Humans do love their self-deception, and Kellhus is peeling it away to make martyrs. To make the sort of men that will die for him out of faith. It’s a mindset if you can achieve will get people to do anything for you.

Martemus is trying so hard to hold onto rational fact in the face of Kellhus’s sermon. As Kellhus truths. Doubts are assailing Martemus over and over. He’s fighting as hard as he can, but Kellhus wants him. Kellhus has plans for him. He is, after all, second-in-command of the Nansur columns.

Martemus is no longer alone after embracing Kellhus’s divinity. People want to belong. No one likes feeling alone. It can bind us to groups even when doubts make us question why we’re there. It can hold us in place, drive us to do acts just to fit in.

Kellhus knows Martemus is a loyal man. He can’t ask Martemus to betray Conphas. He needs Martemus to realize fully where his loyalty is. To the god or his earthly master. Of course, Kellhus knows this act will only bring Martemus back to him. Martemus is seeing him as divine, seeing the haloed hands.

The haloed hands is a much discussed topic. They are only seen by true believers in Kellhus’s divinity. Serwë sees them first, but now we have Martemus seeing them. There is nothing in the text that shows people who have seen them telling others about haloed hands to spark off a mass hallucination, and yet that’s how it appears. But this is a world where the Outside, the supernatural is real. Maybe the haloed hands are born out of a belief in the Three Seas that prophets must have them, or maybe when you believe in him, one of the Gods of the Outside lets you see it. It might be a mass delusion, but I am leaning towards something intrinsic into this world’s metaphysics, like the Judging Eye we meet in the second series, or topoi. The Outside is bleeding into the world around Kellhus’s hands. This might explain how Kellhus pulls Serwë’s heart out of his chest at the end of the novel.

Oh, Conphas, you could never be friends with anyone. You were just deluding yourself, believing that Proyas would be this perfect companion to only enhance your prestige without even considering his agency.

Dead prophets are useful for the powerful. But there’s nothing like a man taking away the loyalty of the common folk and undermining your power base to get you scared, eh, Conphas?

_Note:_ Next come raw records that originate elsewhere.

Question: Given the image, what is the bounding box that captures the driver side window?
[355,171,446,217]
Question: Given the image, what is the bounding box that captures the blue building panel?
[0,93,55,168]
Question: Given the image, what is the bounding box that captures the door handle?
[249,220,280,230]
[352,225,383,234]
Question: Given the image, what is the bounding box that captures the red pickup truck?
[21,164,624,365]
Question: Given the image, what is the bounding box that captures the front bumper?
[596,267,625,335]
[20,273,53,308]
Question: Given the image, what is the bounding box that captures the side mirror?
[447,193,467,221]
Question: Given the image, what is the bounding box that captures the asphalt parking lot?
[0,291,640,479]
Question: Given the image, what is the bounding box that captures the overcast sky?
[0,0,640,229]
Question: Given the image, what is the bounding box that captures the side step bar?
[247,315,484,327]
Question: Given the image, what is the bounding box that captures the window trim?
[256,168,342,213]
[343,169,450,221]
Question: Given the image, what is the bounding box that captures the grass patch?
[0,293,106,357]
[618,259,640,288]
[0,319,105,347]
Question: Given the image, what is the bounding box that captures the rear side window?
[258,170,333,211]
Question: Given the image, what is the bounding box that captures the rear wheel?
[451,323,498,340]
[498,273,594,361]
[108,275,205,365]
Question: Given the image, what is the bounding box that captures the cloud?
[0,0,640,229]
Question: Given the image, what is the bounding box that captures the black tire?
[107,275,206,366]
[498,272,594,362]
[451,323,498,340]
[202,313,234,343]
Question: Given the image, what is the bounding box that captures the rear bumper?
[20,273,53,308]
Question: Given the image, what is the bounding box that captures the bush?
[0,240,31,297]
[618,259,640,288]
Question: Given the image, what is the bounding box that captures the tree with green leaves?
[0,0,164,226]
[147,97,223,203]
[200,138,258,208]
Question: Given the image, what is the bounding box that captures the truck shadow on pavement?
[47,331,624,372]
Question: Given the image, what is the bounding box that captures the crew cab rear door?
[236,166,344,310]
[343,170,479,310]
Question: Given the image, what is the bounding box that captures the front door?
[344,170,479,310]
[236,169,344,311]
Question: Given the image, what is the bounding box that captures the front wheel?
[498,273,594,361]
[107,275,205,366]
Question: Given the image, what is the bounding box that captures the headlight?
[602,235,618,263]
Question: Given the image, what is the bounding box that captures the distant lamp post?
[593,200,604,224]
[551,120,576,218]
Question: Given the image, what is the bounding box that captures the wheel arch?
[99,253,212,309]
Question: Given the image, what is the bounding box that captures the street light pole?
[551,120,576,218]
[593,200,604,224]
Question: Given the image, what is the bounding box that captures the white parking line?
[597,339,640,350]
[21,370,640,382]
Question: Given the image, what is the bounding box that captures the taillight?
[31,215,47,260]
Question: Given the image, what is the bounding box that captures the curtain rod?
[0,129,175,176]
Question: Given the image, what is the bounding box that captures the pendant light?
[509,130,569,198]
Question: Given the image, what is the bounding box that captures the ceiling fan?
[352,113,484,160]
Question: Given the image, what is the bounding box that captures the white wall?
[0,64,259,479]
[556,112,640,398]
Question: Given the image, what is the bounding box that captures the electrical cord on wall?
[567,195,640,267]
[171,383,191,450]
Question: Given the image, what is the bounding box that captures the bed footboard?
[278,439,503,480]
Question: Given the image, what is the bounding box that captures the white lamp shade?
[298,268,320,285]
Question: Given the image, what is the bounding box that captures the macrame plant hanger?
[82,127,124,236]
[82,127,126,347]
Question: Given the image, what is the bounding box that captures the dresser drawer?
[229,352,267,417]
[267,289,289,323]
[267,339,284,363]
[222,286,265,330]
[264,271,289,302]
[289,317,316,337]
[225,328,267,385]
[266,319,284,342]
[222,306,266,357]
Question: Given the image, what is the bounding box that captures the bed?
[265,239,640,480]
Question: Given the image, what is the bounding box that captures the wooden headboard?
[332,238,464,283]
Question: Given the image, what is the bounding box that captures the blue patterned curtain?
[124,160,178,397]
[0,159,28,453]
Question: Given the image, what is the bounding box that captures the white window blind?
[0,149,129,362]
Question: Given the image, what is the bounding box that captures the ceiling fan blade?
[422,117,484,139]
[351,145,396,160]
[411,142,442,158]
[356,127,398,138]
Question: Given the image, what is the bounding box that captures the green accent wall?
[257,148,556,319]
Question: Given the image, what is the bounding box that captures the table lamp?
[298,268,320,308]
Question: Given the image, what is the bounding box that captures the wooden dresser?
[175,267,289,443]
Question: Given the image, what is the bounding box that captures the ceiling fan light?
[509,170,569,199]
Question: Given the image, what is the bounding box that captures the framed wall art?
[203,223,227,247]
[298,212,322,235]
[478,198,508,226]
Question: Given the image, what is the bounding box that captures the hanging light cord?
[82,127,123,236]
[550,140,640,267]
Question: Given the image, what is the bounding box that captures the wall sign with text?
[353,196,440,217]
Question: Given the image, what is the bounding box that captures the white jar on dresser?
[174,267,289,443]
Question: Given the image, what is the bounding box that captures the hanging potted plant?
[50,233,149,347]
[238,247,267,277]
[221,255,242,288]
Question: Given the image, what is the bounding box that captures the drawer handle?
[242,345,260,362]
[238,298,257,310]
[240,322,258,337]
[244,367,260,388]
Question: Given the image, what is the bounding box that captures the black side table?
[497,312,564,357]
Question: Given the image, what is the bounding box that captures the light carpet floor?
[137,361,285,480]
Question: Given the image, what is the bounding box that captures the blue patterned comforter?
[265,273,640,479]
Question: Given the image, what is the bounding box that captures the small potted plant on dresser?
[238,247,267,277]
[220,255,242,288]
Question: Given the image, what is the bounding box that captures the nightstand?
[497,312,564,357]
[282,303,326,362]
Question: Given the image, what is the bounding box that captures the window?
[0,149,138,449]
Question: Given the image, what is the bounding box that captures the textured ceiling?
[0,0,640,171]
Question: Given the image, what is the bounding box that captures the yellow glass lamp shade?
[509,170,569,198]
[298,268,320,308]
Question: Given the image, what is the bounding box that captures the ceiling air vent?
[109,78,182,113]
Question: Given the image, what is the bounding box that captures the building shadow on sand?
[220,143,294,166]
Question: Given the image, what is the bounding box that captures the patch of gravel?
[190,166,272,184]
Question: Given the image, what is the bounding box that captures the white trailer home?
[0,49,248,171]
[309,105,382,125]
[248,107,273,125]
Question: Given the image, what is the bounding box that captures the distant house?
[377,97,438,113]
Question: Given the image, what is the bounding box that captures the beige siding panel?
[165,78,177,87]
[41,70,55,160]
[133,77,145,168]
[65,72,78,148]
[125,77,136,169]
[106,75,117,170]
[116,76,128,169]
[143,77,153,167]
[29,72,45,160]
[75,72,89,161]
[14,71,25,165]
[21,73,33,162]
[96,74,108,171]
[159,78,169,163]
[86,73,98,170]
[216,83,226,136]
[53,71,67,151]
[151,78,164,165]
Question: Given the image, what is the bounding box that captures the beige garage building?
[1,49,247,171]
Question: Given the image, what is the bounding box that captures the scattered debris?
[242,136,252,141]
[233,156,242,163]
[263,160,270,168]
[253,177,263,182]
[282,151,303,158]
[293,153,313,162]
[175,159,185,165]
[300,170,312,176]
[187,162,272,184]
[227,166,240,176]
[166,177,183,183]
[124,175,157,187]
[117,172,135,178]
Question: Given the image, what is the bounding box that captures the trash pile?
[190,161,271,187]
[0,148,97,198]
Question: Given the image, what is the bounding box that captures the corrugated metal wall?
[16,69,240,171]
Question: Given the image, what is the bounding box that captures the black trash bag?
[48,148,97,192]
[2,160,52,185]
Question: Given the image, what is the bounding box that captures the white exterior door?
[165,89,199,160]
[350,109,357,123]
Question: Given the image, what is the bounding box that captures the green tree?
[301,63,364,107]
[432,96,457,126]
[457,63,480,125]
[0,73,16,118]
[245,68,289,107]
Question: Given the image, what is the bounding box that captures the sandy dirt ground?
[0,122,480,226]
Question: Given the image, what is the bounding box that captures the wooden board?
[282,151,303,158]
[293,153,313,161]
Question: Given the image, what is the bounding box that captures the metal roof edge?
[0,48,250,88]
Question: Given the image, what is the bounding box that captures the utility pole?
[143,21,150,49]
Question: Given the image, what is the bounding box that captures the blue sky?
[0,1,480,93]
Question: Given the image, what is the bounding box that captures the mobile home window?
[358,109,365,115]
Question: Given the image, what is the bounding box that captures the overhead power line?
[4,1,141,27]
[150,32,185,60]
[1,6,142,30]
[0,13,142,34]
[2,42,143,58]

Especially when your only confidant, the most solid man you know, is transforming into a fanatic before your eyes. We’re also seeing the groundwork laid in for the novel’s climax here. So long as Proyas has faith in Kellhus, Conphas can’t enact his False Prophet Trial. But if Kellhus was careless (like that happens) and allows Proyas to see something disturbing…

Conphas’s hatred of Kellhus is rooted in both fear of losing his power and fear of his enemies destroying them. Yes, he’s wrong that Kellhus is a Cishaurim spy, but he’s not wrong that Kellhus is a threat to the Holy War. Kellhus is transforming it, and he can see it. And he’s maddened that no one else can or cares. That would drive a normal person nuts, let alone a narcissist like Conphas.

And once again, Conphas’s ego gets in his way. He truly thought he could convince the pious Proyas, a man who has Kellhus staying in his army’s camp, who sponsored him to the other Great Names, would turn his back on him just because Conphas has concerns he’s a false prophet. And instead, he walked into a trap. I think Conphas needs to stick to the battlefield.

And now Kellhus is having another secret war with Conphas. Well, to Conphas it is a war, to Kellhus, I imagine, it’s an annoyance. Unlike his war with the Consult. Sadly for Conphas’s ego, everything he does ends up furthering Kellhus’s plan. As we’ve seen, Kellhus has either anticipated the Circumfix (the result of a trial by Tusk) or was granted a vision of it (which I lean towards). But Conphas’s actions will have consequences. And for a first time reader, this is exciting. Will Martemus betray Kellhus or Conphas? Who will win his loyalty?

And since we like Martemus and hate Conphas, we’re all rooting for Kellhus’s success. I suspect Kellhus seduces every first time reader. We’re predisposed to root for the “heroic” archetype Kellhus superficially occupies. It’s only after it’s over, when we look back on the story, can we see how Bakker manipulated us.

I think it’s why I love this series.